If San Andreas—the faux-California setting for the latest Grand Theft Auto—had a state motto.
If San Andreas—the faux-California setting for the latest Grand Theft Auto—had a state motto, it would be “Vincio tuus foris, stultus.”* still here’s a close second: “Land of opportunity.” And that’s not just because you take star thug Carl “CJ” Johnson from the ghetto to the convenient life. The state also packs a nearly limitless number of diversions, from high-stakes gambling to small-business ownership. single tour through the territory just isn’t enough to descry everything, so we asked Rockstar Games CEO Terry Donovan, President Sam Houser, and Creative Director Dan Houser what you might have missed.
EGM: for a like reason how did a bunch of frights from Scotland research all of San Andreas’ inner-city content?
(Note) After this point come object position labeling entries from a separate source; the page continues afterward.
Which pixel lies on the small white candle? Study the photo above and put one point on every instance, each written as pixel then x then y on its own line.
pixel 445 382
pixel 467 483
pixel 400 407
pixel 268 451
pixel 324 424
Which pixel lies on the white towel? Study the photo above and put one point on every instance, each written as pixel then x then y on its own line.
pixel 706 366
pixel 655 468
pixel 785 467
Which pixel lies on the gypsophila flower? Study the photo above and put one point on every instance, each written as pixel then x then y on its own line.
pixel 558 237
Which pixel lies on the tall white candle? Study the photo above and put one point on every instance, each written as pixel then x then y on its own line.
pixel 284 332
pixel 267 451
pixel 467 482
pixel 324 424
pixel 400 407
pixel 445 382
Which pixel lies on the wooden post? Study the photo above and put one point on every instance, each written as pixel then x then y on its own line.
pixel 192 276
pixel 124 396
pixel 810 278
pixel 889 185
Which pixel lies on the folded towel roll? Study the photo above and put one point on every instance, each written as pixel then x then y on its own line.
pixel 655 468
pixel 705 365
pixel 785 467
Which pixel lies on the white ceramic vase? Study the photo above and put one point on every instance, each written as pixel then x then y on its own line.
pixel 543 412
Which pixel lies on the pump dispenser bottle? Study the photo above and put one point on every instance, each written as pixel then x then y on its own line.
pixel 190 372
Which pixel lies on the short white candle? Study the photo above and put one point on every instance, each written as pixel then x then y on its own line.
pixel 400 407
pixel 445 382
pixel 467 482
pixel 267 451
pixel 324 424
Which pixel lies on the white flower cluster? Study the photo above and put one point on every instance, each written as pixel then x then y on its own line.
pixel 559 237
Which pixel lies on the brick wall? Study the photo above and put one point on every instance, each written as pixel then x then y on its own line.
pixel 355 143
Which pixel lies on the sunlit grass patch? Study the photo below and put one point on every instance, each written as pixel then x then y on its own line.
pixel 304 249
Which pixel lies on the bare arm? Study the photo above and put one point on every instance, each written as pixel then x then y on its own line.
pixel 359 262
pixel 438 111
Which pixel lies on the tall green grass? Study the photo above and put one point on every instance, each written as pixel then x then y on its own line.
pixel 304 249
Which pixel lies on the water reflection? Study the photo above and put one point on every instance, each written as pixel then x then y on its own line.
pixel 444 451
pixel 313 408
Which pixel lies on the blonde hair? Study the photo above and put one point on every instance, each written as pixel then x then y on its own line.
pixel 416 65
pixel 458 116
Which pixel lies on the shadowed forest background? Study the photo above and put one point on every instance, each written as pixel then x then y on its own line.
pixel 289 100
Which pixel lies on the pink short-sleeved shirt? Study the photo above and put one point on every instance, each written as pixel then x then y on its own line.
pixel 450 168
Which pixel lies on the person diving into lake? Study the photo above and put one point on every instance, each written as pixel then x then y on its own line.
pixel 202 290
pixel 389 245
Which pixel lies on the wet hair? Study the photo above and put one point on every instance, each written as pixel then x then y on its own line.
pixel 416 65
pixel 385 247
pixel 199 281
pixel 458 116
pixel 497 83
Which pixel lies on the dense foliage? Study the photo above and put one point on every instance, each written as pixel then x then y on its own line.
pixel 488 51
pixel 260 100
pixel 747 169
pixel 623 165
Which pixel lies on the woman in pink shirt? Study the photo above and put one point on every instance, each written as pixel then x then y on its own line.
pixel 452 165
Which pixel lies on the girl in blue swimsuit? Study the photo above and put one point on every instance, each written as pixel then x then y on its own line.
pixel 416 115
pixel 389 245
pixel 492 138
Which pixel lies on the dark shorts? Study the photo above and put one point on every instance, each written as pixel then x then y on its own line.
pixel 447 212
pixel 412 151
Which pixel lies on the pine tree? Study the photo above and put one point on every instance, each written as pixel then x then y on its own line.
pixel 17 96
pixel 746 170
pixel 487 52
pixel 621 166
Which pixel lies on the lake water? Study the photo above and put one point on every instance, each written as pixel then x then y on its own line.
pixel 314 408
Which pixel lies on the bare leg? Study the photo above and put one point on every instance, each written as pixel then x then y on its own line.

Terry Donovan: Research is a really important part of unravelling It is vital to obtain the style and feel of the time and the place right. The team from Rockstar North went forward a long research trip to the West Coast and traveled around photographing everything and absorbing everything. We also have a really meticulous team of researchers based in just discovered York who obsess over each detail, and this combined with working closely with commonalty like [tattoo artist] Mister Cartoon, [rap photographer] Estevan Oriol, and [screenwriter] DJ pah to draw on their knowledge and experience of the West Coast at that time helped to really levy as much detail and feeling for the era into the game.
EGM: for a like reason if we looked in your unravelling offices, would we see a doom of empty 40s and half-smoked joints?
TD: Maybe, moreover that’s not research!
EGM: What’s the single thing you’re most proud of in a game this huge?
Dan Houser: I think the essence that we worked the hardest forward was the stuff that you don’t necessarily notice. It’s not just the size of the world. It’s not just that it takes thus long to get from common side to the other. It’s also that you can walk up to a soda machine and finish a drink out of it, no matter where you descry one. We worked really hard forward things like the pedestrians speaking to united another. In the previous games, you could stream around and there would be all these family around, but there wasn’t to a great degree going on. This time you can just sit back and watch all the freaks interact with each other. Occasionally, you’ll behold that they just don’t like each other and they’ll steady start to fight. We’re still scratching the surface of each pedestrian having a life in a virtual world, rather than just having them cruise around a gameplay environment.
EGM: a of those cross-country missions achieve pretty long. Were you worried that for a like reason much trekking from point A to B would use gamers off?
TD: Not really. The cross-country trips are there by way of design, and I think Rockstar North did an incredible do job-work balancing the game. The trips are there to help players learn their way around the exceedingly large state of San Andreas. Any time they didn’t want a player to have to repeat a prolonged trip, they implemented a Trip Skip [a feature that obstructions you skip long road trips in later attempts at failed missions].
EGM: Anything you discovered by dint of accident you could do, a tester did, or that happened in the world that you didn’t plan for?
TD: Let’ just say the versatility of the parachute at no time ceases to amaze us.
EGM: for what purpose the jump to three cities instead of a larger version of the kind of thing you’d done before?
Sam Houser: We be enamoured of L.A., and the whole gangbanging vibe, and the public way culture. That time [early ’90s] in L.A. is in such a manner important and we knew a drawn out time ago that the franchise povertyed to end up there. We’d done the East Coast in GTA3, and then ’80 Miami with Vice City, in the way that going to L.A. in the early ’90 just have the appearanceed like an obvious place for us to walk We’ve explored lots of possibilities for the franchise, and we’ve awaited at going back in time and playing with the ’30 ’40 and ’50 yet it just doesn’t feel like GTA, y’know? That’s not to say that we won’t explore something like that in coming time but for now this is it.
EGM: in like manner why the other two cities?
SH: We were drawn to doing a city based in succession San Francisco because of the hills and all the beautiful landscape with the bridges and the Victorian architecture. formerly we’d decided to do that, it became clear that if you’re doing L.A. and San Francisco, you can’t not do Vegas. Again there’s a highly different look and feel, and you have the whole Mafia vibe, and the gambling and the bright lights. formerly we put together the three cities, things started to naturally unfold We realized that we penuryed the wilderness with the farms and merit [i]or[/i] demerit etc.
EGM: Was there anything the team wanted to do with the game moreover couldn’t?
DH: Not really. If I had my way, we’d have 1000 missions and 100 different story lines, further the team is already big, and if I’m free from shams I don’t really want to have to make it any bigger. We’ve achieved a sort of natural scale for a unravelling team on a game like this because we had the voluptuousness of sorting out a hazard of our problems [in the prequels] That’s to what end we were able to do as abundant as we did for San Andreas in just sum of two units years.